Public-Private Cooperation in Cybersecurity will stay Inadequate
The United States government will fund and collaborate more closely with the private sector, particularly those firms that manage or support important national infrastructure sectors. The Cybersecurity Infrastructure Security Agency and partner organizations will step up to solve substantial gaps in cybersecurity by laying the groundwork for enhanced data collection, public/private collaboration, and publishing standard recommendations for industries to enhance security.
Many new public-private partnerships will be in place by the end of 2023. the majority of them will be focused on data transmission with the government. It will be regarded as an uneven collaboration because these capabilities are not seen as directly benefiting most private sector participants.
Law Enforcement will have a Strong Position
Law enforcement agencies have been investing in technology and training for years, putting them in a far stronger position in 2023. Many criminal prosecutions will be filed for threat actors worldwide as a result of new technologies, processes, and cross-border collaboration.
Investigations will become more effective, but this will not considerably reduce the overall damage caused by cybercriminals. The increase of attackers and their effects on victims will outpace law enforcement efforts.
Expect to hear some major cases and victories for the good folks. By the third quarter of 2023, a temporary pause in the first half of the year will have given way to criminals returning with better tactics, improved tools of their own, stronger infrastructures, and more widespread capabilities. In this year, the overall loss will reach new heights.
Oppressive Governments incorporate Digital Technology
Oppressive governments will prioritize the development of several capabilities to protect their positions of power, including identifying disloyal citizens or dissidents, controlling social media narratives by suppressing unflattering discussions and data about government practices & their rulers, and detecting potentially threatening topics that receive public attention. Offensive cyber operations will become a core part of their domestic policy toolbox.
The emergence of new Foreign Policy Tools
Nations provide considerable financial and technological resources and political cover for offensive operations. Attacks will be launched directly by government agencies and through external third-party agents engaged as cyber mercenaries.

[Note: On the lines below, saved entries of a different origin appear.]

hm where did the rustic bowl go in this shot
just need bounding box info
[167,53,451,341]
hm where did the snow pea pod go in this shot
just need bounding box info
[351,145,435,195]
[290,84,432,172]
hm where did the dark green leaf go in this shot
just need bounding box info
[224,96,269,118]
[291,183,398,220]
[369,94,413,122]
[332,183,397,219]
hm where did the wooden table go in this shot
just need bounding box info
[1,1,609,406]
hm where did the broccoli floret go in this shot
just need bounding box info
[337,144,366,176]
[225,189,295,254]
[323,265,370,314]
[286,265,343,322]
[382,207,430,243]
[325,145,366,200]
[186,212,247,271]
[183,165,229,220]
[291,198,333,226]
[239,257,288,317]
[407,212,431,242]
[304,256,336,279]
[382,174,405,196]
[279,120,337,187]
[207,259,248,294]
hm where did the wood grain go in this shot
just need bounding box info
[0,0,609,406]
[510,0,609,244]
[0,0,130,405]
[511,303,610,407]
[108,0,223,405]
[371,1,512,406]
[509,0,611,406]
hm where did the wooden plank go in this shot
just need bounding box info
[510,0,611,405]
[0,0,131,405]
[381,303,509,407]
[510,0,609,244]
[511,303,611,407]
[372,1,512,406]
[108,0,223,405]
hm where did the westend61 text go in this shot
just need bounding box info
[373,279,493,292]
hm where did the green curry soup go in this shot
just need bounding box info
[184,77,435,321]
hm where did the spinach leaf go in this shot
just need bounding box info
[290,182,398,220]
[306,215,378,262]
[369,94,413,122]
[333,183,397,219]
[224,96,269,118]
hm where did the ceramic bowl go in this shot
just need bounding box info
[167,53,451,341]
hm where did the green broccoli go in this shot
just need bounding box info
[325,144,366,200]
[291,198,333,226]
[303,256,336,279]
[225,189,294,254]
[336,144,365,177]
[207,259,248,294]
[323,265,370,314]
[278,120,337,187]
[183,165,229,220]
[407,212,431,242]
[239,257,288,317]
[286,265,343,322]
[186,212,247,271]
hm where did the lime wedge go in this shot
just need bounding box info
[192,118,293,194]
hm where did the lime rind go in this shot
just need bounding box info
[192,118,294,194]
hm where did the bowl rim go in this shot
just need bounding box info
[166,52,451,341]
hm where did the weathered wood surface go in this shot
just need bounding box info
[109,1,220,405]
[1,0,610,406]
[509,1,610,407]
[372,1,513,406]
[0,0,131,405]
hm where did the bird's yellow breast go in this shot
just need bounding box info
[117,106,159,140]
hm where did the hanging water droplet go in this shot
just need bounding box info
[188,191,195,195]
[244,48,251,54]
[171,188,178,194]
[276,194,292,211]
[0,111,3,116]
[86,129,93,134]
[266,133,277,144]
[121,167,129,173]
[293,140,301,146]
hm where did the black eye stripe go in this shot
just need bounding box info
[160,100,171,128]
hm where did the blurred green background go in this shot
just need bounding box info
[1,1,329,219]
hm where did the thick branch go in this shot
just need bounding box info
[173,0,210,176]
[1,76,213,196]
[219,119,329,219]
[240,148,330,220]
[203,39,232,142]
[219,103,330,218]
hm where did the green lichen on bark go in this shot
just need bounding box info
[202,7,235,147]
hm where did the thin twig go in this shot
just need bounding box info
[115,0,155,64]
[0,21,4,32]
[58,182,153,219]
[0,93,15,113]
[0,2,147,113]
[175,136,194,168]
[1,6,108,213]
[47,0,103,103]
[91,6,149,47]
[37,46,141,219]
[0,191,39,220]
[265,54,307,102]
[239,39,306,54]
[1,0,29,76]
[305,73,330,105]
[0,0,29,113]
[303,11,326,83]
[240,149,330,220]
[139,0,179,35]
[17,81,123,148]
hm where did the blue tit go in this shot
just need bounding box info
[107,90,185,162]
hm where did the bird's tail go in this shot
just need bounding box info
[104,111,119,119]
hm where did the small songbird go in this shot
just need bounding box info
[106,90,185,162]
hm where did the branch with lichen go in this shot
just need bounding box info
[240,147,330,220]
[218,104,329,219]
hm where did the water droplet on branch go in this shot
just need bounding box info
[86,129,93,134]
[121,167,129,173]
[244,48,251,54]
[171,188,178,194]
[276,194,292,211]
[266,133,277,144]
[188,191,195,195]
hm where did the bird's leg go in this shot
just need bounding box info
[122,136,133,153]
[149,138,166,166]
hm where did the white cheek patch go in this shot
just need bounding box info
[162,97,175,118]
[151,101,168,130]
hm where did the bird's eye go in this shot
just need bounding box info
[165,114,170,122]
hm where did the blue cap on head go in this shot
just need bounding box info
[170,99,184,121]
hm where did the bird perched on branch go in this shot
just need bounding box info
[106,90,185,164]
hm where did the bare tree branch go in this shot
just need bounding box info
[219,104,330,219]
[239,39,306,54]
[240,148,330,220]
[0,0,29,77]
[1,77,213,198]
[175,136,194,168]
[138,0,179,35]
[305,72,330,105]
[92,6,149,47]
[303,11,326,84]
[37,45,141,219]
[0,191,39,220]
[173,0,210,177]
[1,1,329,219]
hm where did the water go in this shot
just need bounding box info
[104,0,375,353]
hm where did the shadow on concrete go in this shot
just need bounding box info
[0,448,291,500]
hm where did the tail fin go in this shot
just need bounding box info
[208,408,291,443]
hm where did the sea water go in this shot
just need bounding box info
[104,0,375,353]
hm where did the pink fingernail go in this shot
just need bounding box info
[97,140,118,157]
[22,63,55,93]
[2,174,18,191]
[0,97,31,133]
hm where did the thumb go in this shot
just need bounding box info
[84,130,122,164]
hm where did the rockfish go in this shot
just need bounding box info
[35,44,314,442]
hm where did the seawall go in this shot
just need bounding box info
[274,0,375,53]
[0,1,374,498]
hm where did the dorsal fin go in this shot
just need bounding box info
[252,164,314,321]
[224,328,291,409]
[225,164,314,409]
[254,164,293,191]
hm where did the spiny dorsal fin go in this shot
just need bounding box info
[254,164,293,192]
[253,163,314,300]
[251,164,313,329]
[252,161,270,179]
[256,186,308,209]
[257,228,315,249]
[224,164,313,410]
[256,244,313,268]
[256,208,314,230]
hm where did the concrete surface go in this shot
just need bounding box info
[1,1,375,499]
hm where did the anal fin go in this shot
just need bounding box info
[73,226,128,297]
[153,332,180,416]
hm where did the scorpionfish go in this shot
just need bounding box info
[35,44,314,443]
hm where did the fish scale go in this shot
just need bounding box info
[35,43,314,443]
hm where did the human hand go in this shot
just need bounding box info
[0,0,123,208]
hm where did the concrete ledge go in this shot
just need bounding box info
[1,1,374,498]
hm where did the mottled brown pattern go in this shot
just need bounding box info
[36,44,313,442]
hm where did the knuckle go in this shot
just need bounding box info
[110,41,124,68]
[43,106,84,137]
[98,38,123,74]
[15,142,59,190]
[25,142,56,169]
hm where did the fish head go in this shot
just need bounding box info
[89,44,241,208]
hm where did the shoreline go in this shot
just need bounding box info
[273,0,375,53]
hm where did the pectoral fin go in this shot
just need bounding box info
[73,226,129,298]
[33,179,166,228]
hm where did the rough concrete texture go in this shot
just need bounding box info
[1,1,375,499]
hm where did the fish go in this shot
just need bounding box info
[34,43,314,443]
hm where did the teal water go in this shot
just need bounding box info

Militaries, along with their defence industrial base, intelligence agencies, and diplomatic corps, will add new cyber capabilities to their toolkits, giving leaders additional defensive and offensive options. Highly skilled teams, advanced tools, and large spending will support greater capabilities as mechanisms to push foreign policy and protect essential national capabilities.
These powerful organizations can carry out extremely costly and complex attacks, such as the SolarWinds supply chain attacks in 2021/2022. These exploitations go deep and impact a wide range of public and private victims on a never-before-seen scale.
In 2023, cyber will be a new battlefield, where state coordinated attacks could sabotage economic stability, sway public opinion, disrupt national infrastructures, and cripple the ability and morale of military forces to conduct operations, destabilize governments, and manipulate political sovereignty. Most attacks will be carried out in secret, away from the public eye, much like what the cold war did a generation ago.
It will be a landmark year for cybersecurity, as it will remake itself to meet growing challenges and emerging threats. Consumers will suffer tangible effects from hacks this year, and they will realize the necessity of trustworthy technology. The foundations of digital innovation as security, privacy, and safety become a buying criterion and a matter of public conversation.